Since guerrilla units are a lower level of armed organization characterized by dispersed operations, the methods of command in guerrilla warfare do not allow as high a degree of centralization as in regular warfare. If any attempt is made to apply the methods of command in regular warfare to guerrilla warfare, its great flexibility will inevitably be restricted and its vitality sapped. A highly centralized command is in direct contradiction to the great flexibility of guerrilla warfare and must not and cannot be applied to it.

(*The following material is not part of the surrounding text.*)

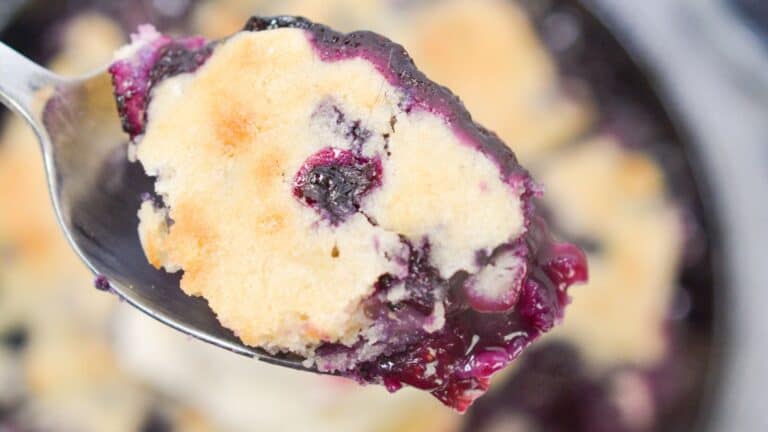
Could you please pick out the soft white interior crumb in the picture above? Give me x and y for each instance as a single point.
(226, 143)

However, guerrilla warfare cannot be successfully developed without some centralized command. When extensive regular warfare and extensive guerrilla warfare are going on at the same time, their operations must be properly co-ordinated; hence the need for a command co-ordinating the two, i.e., for a unified strategic command
by the national general staff and the war-zone commanders. In a guerrilla zone or guerrilla base area with many guerrilla units, there are usually one or more guerrilla formations (sometimes together with regular formations) which constitute the main force, a number of other guerrilla units, big and small, which represent the supplementary force, and many armed units composed of people not withdrawn from production; the enemy forces there usually form a unified complex to concert their operations against the guerrillas. Consequently, the problem arises of setting up a unified or centralized command in such guerrilla zones or base areas.
Hence, as opposed both to absolute centralization and to absolute decentralization, the principle of command in guerrilla war should be centralized strategic command and decentralized command in campaigns and battles.

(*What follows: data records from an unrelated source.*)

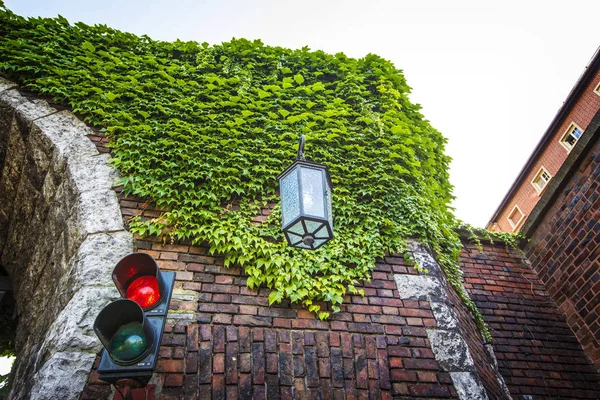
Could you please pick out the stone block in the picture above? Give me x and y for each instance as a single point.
(6, 84)
(419, 287)
(450, 350)
(95, 259)
(72, 330)
(468, 386)
(62, 376)
(444, 315)
(98, 210)
(423, 258)
(67, 133)
(92, 172)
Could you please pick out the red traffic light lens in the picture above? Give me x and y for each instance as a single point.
(144, 291)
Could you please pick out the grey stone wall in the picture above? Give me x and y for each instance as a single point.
(61, 232)
(448, 341)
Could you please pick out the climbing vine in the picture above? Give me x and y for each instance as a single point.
(203, 131)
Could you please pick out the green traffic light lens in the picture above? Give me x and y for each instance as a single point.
(128, 345)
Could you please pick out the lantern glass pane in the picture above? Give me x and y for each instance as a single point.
(319, 242)
(290, 197)
(312, 192)
(322, 233)
(312, 226)
(297, 228)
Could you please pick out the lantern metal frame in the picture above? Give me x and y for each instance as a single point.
(308, 238)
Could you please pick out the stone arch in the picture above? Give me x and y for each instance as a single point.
(61, 232)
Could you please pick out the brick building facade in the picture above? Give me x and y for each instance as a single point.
(569, 124)
(409, 337)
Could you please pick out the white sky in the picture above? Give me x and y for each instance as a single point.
(489, 75)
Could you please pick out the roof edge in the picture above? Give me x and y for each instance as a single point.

Centralized strategic command includes the planning and direction of guerrilla warfare as a whole by the state, the co-ordination of guerrilla warfare with regular warfare in each war zone, and the unified direction of all the anti-Japanese armed forces in each guerrilla zone or base area. Here lack of harmony, unity and centralization is harmful, and every effort must be made to ensure all three. In general matters, that is, matters of strategy, the lower levels should report to the higher and follow their instructions so as to ensure concerted action. Centralization, however, stops at this point, and it would likewise be harmful to go beyond it and interfere with the lower levels in matters of detail like the specific dispositions for a campaign or battle. For such details must be settled in the light of specific conditions, which change from time to time and from place to place and are quite beyond the knowledge of the distant higher levels of command. This is what is meant by the principle of decentralized command in campaigns and battles. The same principle generally applies in regular operations, especially when communications are inadequate. In a word, it means guerrilla warfare waged independently and with the initiative in our hands within the framework of a unified strategy.

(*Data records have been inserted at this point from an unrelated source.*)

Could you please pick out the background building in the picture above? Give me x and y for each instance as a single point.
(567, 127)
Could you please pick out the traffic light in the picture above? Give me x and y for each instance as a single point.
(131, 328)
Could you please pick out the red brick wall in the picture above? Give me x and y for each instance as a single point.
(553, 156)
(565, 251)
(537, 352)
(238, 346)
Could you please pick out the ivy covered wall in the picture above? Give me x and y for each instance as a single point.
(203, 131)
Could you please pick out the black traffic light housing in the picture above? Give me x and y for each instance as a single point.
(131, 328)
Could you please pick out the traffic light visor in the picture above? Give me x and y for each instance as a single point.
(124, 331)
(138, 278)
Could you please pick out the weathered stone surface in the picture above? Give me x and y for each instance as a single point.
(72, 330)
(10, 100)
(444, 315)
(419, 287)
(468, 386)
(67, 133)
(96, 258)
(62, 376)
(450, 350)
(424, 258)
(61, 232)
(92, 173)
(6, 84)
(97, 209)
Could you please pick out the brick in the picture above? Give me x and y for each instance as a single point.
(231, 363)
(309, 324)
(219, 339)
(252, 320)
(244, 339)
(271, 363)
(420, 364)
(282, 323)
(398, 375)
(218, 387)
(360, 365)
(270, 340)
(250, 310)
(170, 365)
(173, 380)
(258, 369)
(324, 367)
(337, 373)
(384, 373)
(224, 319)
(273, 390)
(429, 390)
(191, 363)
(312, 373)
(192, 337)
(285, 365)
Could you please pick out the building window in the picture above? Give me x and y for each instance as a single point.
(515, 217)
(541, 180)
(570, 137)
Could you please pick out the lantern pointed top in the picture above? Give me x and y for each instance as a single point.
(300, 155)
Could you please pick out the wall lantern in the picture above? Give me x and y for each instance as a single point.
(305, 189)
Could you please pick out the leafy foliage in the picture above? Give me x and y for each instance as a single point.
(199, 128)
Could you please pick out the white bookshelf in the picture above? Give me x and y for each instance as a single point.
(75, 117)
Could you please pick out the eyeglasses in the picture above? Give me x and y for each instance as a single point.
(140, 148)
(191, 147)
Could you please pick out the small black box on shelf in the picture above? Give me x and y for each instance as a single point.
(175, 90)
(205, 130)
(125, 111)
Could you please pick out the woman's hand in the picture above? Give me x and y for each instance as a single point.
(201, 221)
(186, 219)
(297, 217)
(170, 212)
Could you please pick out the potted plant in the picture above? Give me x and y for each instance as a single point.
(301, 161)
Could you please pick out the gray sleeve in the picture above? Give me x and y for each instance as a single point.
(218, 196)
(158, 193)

Where a guerrilla base area constitutes a military area divided into sub-areas, each comprising several counties, each of which is again divided into districts, the relationship between the various levels, from the headquarters of the military area and sub-areas down to the county and district governments, is one of consecutive subordination, and every armed force must, according to its nature, be under the direct command of one of these. On the principle that has
been enunciated, in the relationship of command at these levels matters of general policy should be centralized in the higher levels, while actual operations should be carried out in the light of the specific circumstances by the lower levels, which should have the right of independent action. If a higher level has something to say about the actual operations undertaken at a lower level, it can and should advance its views as "instructions" but must not issue hard and fast "commands". The more extensive the area, the more complex the situation and the greater the distance between the higher and the lower levels, the more advisable it becomes to allow greater independence to the lower levels in their actual operations and thus give those operations a character conforming more closely to the local requirements, so that the lower levels and the local personnel may develop the ability to work independently, cope with complicated situations, and successfully expand guerrilla warfare. For an armed unit or bigger formation which is engaged in a concentrated operation, the principle to be applied is one of centralization in its internal relationship of command, since the situation is clear to the higher command but the moment this unit or formation breaks up for dispersed action, the principle of centralization in general matters and of decentralization in details should be applied, for then the specific situation cannot be clear to the higher command. Absence of centralization where it is needed means negligence by the higher levels or usurpation of authority by the lower levels, neither of which can be tolerated in the relationship between higher and lower levels, especially in the military sphere. If decentralization is not effected where it should be, that means monopolization of power by the higher levels and lack of initiative on the part of the lower Ievels, neither of which can be tolerated in the relationship between higher and lower levels, especially in the command of guerrilla war fare. The above principles constitute the only correct policy for solving the problem of the relationship of command.